Now let \(E_1=(z_1+z_2)(z_1+z_3)/n\), and so on, then

\[ \begin{aligned} &\lambda(\pmb{x}) =\prod \frac{(E_i/n)^{z_i}}{(z_i/n)^{z_i}} \\ &-2\log \lambda(\pmb{x}) = -2\sum z_i\log \frac{E_i}{z_i} =\\ &-2\sum z_i \left(\log1+(\frac{E_i}{z_i} -1)\right)=\\ = \\ &-2\sum z_i\left[(\frac{E_i}{z_i} -1)-\frac12(\frac{E_i}{z_i} -1)^2\right] =\\ &-2\sum\left[E_i-z_i-\frac12\frac{(E_i-z_i)^2}{z_i} \right]\approx\\ &\sum \frac{(z_i-E_i)^2}{E_i} \end{aligned} \] because \(E_i\approx z_i\).

which shows how one eventually ends up with the famous chisquare statistic:

\[X^2=\sum \frac{(O-E)^2}{E}\] for our data we have

O <- c(50, 28, 3, 11)
n <- sum(O)
E <- c((O[1]+O[2])*(O[1]+O[3]),
       (O[1]+O[2])*(O[2]+O[4]),
       (O[3]+O[4])*(O[1]+O[3]),
       (O[3]+O[4])*(O[2]+O[4]))/n
Status Alive Dead
1 Owns a Pet 50 (44.9) 3 (5.9)
2 Does not own a Pet 28 (33.1) 11 (8.1)
chi2 <- sum((O-E)^2/E)
round(c(chi2, 1-pchisq(chi2, 1)), 3) 
## [1] 8.851 0.003

this has a chisquare distribution with 1(=(r-1)(c-1)) df.

So again we see that one of the famous methods in Statistics can be derived from the likelihood ratio test (plus some extra approximations).


We have done this for a 2x2 table, but the generalization to an RxC table is straight forward.

Bayesian Analysis

as always this starts with a prior.
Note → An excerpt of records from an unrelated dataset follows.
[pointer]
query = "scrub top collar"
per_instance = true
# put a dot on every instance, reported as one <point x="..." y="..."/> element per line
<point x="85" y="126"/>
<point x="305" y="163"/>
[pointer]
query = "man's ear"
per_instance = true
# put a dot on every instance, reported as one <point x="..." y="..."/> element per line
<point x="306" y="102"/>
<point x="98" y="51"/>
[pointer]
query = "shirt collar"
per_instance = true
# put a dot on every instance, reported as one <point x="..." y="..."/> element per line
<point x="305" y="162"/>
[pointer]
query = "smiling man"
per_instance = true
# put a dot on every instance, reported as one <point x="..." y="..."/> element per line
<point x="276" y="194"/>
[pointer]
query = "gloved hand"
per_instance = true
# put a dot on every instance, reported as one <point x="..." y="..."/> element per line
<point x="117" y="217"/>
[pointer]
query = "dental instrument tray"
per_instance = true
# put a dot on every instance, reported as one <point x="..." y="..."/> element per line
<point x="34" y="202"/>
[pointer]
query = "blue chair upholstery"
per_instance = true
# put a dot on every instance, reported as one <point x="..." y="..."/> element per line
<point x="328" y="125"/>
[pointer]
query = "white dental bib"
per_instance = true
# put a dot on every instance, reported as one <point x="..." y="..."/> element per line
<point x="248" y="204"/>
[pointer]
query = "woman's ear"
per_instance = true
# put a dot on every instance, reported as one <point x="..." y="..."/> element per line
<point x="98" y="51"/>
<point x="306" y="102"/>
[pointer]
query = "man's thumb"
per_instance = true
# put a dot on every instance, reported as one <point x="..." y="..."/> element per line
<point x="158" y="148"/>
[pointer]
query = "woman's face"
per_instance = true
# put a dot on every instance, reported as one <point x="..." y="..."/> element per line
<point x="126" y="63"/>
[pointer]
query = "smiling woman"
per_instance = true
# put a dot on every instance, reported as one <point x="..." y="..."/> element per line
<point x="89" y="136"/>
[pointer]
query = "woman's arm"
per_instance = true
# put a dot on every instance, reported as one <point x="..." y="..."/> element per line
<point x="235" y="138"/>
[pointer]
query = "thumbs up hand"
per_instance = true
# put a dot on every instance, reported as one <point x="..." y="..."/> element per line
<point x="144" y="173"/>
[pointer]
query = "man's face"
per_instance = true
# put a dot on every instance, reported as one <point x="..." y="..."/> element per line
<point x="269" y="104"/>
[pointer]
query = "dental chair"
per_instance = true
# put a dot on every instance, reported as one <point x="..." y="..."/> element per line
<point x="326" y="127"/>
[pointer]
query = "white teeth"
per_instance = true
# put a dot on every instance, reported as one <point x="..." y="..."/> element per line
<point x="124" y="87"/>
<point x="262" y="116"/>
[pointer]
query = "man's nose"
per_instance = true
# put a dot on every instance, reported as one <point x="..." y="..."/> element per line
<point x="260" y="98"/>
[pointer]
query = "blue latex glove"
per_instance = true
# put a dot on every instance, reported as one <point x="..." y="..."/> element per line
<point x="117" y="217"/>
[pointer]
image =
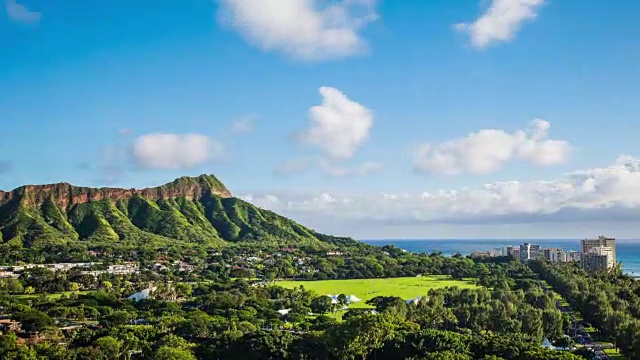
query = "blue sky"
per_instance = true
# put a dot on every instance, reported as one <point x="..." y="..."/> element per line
<point x="457" y="99"/>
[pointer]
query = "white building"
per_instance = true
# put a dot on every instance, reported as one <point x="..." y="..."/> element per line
<point x="529" y="252"/>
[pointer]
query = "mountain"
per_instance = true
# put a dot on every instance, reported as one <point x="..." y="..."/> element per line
<point x="192" y="210"/>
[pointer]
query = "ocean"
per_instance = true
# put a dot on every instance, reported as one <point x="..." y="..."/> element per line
<point x="627" y="251"/>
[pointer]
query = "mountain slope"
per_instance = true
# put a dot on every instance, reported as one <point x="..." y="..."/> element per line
<point x="194" y="210"/>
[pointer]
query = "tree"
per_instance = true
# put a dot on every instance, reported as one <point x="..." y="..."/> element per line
<point x="110" y="346"/>
<point x="12" y="286"/>
<point x="168" y="353"/>
<point x="357" y="337"/>
<point x="34" y="320"/>
<point x="342" y="301"/>
<point x="183" y="289"/>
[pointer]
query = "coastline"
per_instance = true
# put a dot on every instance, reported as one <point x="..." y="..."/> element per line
<point x="628" y="249"/>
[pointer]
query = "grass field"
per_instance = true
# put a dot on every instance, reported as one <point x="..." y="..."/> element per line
<point x="365" y="289"/>
<point x="614" y="354"/>
<point x="54" y="296"/>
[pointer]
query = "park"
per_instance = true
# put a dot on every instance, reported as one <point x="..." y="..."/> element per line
<point x="406" y="288"/>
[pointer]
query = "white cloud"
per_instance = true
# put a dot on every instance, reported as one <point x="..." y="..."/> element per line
<point x="20" y="13"/>
<point x="244" y="125"/>
<point x="302" y="29"/>
<point x="488" y="150"/>
<point x="339" y="126"/>
<point x="501" y="22"/>
<point x="174" y="151"/>
<point x="599" y="194"/>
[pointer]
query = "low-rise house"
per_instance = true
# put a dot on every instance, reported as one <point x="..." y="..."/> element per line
<point x="10" y="325"/>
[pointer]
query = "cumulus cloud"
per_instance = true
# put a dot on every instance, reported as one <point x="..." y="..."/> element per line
<point x="20" y="13"/>
<point x="488" y="150"/>
<point x="174" y="151"/>
<point x="244" y="125"/>
<point x="338" y="126"/>
<point x="598" y="194"/>
<point x="501" y="22"/>
<point x="302" y="29"/>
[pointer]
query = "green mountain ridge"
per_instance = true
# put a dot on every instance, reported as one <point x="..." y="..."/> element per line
<point x="191" y="210"/>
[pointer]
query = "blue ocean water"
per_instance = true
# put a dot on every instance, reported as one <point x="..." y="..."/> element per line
<point x="627" y="251"/>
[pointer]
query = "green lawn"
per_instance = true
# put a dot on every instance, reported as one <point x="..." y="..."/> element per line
<point x="614" y="354"/>
<point x="54" y="296"/>
<point x="365" y="289"/>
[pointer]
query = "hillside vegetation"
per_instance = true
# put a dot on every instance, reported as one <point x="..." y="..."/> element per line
<point x="191" y="210"/>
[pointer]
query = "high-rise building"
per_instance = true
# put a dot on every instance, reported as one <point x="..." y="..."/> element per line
<point x="553" y="254"/>
<point x="529" y="252"/>
<point x="598" y="258"/>
<point x="589" y="244"/>
<point x="571" y="256"/>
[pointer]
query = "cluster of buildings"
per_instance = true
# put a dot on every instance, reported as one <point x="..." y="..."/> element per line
<point x="597" y="254"/>
<point x="119" y="269"/>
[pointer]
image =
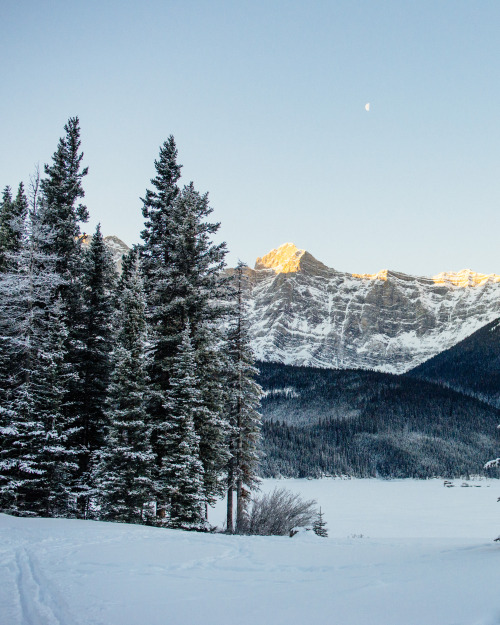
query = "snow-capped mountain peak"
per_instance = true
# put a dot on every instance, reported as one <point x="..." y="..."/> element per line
<point x="305" y="313"/>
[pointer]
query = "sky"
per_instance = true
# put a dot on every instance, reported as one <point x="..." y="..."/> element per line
<point x="266" y="101"/>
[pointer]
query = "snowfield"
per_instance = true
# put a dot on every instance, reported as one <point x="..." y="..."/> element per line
<point x="399" y="552"/>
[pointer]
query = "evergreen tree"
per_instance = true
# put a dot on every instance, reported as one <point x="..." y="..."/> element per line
<point x="244" y="419"/>
<point x="182" y="282"/>
<point x="61" y="192"/>
<point x="36" y="467"/>
<point x="94" y="356"/>
<point x="12" y="217"/>
<point x="180" y="483"/>
<point x="124" y="474"/>
<point x="319" y="525"/>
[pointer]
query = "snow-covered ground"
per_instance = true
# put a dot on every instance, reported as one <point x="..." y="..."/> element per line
<point x="399" y="553"/>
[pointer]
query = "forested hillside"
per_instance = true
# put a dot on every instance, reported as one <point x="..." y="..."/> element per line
<point x="361" y="423"/>
<point x="472" y="366"/>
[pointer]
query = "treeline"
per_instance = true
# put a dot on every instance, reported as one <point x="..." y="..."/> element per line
<point x="471" y="366"/>
<point x="122" y="397"/>
<point x="369" y="424"/>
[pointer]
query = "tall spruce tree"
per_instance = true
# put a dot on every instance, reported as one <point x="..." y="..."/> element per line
<point x="13" y="214"/>
<point x="244" y="419"/>
<point x="124" y="473"/>
<point x="36" y="467"/>
<point x="61" y="192"/>
<point x="180" y="478"/>
<point x="94" y="356"/>
<point x="182" y="281"/>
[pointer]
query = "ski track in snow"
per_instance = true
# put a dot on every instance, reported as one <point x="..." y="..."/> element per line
<point x="400" y="552"/>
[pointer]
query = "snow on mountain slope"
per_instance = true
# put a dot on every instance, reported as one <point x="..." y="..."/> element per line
<point x="304" y="313"/>
<point x="438" y="567"/>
If we again use the parametrization \((p_1,..,p_4)\) then \(Z=(z_1,..,z_4)\) has a multinomial distribution \((n,p_1,..,p_4)\) where n is assumed to be known.

A conjugate prior for the multinomial is the Dirichlet distribution with density

\[\pi(p)\propto\prod p_i^{\alpha_i-1}\]

and then \(\pi(p|z) \sim D(n, \alpha_1+z_1,.., \alpha_4+z_4)\).

The choice of \(\alpha_1=..=\alpha_4=1\) is a non-informative prior (\(p_i=1/k\)). The null hypothesis of independence then means independence of the posterior distribution, same as above. Indeed, under the non-informative prior we could again recover the chisquare test.